Necessità di migliorare la gestione del risultato 

Non c'era bisogno delle ultime tre partite per rendersi conto che il Pescara ha qualche potenzialità per salvarsi. Ma altro è disporre delle potenzialità giuste, altro è saperle sfruttare a dovere e nei momenti che contano. E sfruttarle significa non soltanto saper costruire un risultato a favore, cosa che la squadra ha dimostrato di saper fare bene, ma poi anche stringerselo tra le dita sino al termine lasciando fuori dal rettangolo verde certe ingenuità gestionali. 

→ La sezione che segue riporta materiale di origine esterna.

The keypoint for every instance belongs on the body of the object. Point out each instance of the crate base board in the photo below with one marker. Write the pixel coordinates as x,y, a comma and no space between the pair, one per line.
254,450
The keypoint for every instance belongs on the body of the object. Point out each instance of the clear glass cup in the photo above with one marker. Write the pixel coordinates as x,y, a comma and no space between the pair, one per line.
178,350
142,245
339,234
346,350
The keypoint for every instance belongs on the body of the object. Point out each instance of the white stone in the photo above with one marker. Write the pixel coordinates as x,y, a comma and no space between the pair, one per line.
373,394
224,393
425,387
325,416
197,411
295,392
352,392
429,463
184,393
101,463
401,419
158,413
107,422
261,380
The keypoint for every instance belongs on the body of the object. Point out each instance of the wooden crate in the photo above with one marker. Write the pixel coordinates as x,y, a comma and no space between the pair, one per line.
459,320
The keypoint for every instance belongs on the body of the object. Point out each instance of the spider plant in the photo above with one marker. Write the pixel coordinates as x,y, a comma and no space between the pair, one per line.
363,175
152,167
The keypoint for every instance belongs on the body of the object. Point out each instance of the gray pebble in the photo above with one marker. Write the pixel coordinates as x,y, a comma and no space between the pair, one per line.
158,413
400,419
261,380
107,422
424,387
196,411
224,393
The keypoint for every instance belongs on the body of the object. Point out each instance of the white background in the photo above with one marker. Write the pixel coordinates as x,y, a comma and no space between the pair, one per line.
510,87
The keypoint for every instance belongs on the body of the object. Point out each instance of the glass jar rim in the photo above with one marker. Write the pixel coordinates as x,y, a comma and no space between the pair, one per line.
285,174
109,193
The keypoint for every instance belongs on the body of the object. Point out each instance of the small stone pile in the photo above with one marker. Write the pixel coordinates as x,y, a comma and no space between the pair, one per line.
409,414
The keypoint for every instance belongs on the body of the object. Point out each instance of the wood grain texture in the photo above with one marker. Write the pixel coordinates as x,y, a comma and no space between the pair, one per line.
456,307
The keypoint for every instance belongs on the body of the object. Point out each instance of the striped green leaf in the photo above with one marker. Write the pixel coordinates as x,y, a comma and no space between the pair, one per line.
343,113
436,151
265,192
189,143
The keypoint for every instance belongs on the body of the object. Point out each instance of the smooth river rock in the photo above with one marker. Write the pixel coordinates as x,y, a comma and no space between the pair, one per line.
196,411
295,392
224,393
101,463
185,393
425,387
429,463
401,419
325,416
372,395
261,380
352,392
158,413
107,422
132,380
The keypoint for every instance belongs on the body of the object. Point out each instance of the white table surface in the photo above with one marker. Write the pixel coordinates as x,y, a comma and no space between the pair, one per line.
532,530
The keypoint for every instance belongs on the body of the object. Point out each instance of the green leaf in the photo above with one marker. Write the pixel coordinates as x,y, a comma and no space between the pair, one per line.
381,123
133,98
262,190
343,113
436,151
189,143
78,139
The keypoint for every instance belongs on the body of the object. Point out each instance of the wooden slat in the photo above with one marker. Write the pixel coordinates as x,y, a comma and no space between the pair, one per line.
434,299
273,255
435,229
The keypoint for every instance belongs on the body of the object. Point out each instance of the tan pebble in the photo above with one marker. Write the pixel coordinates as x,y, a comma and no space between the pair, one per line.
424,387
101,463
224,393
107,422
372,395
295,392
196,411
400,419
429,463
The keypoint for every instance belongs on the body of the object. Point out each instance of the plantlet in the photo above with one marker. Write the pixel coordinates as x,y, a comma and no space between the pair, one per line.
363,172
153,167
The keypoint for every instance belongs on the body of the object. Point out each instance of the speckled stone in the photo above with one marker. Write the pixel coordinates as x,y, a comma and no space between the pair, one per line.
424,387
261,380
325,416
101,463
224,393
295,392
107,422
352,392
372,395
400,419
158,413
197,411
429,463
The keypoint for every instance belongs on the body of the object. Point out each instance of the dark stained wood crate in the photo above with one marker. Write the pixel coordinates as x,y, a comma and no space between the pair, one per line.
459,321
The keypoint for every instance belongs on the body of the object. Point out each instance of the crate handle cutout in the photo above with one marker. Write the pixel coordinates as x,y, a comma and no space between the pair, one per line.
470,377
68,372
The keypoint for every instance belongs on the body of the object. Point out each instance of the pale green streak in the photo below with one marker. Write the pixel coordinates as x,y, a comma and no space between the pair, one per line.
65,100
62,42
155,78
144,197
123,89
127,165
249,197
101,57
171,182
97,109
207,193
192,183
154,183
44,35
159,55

Le ultime tre prestazioni 

Nelle ultime tre prestazioni la squadra di Giorgio Gorgone ha giocato a fare parzialmente o totalmente harakiri. Sfida con la Sampdoria, avanti per 1-0 e poi in parità e alla fine sotto per 1-2. Sfida con la Carrarese, in vantaggio per 2-1 e poi raggiunto. Sfida con la Juve Stabia, idem. Risultato, in complesso si tratta di sette punti persi per strada che, vista la classifica incerta, non erano proprio un tesoretto da buttare via.  Senza volersi concedere troppo all'abbraccio della dietrologia, sarebbero 41 punti, gli stessi che ha la Sampdoria a cui i biancoblù hanno concesso la posta piena. E, dunque, sono tre le questioni che si intrecciano: capacità di avere potenzialità, presente, capacità di saper costruire un risultato a favore, presente, capacità di gestirlo per passare poi alla cassa, ultimamente un po' assente. 

Gli ultimi due impegni 

Dopo gli ultimi tre impegni color rimpianto con Sampdoria e Carrarese la cui classifica appare ormai di sana e robusta costituzione per passare l'esame salvezza, e con la Juve Stabia che strizza l'occhiolino ai playoff, arrivano ora due impegni di quelli su cui, nel biglietto d'ingresso, ci potrebbe essere scritto sul versante Pescara "vietato steccare", quelli con Padova e Spezia.  Le due compagini non navigano in acque tranquille e hanno bisogno di acqua per innaffiare la piantina della salvezza la prima e per cercare di sbarcare nei playout la seconda. Il Pescara è certamente consapevole di trovarsi di fronte due squadre che, proprio perché con l'acqua alla gola e bisognose, come lui, di fare massa importante in graduatoria, non concederanno mezzo millimetro. Ma la consapevolezza, di per sè, non è affatto sufficiente. Deve nutrirsi di quell'autostima che porti a tenere alta la temperatura dell'attenzione, possibilmente volgendo il vento a favore e continuando a fare sì che il suo spirar con cambi direzione.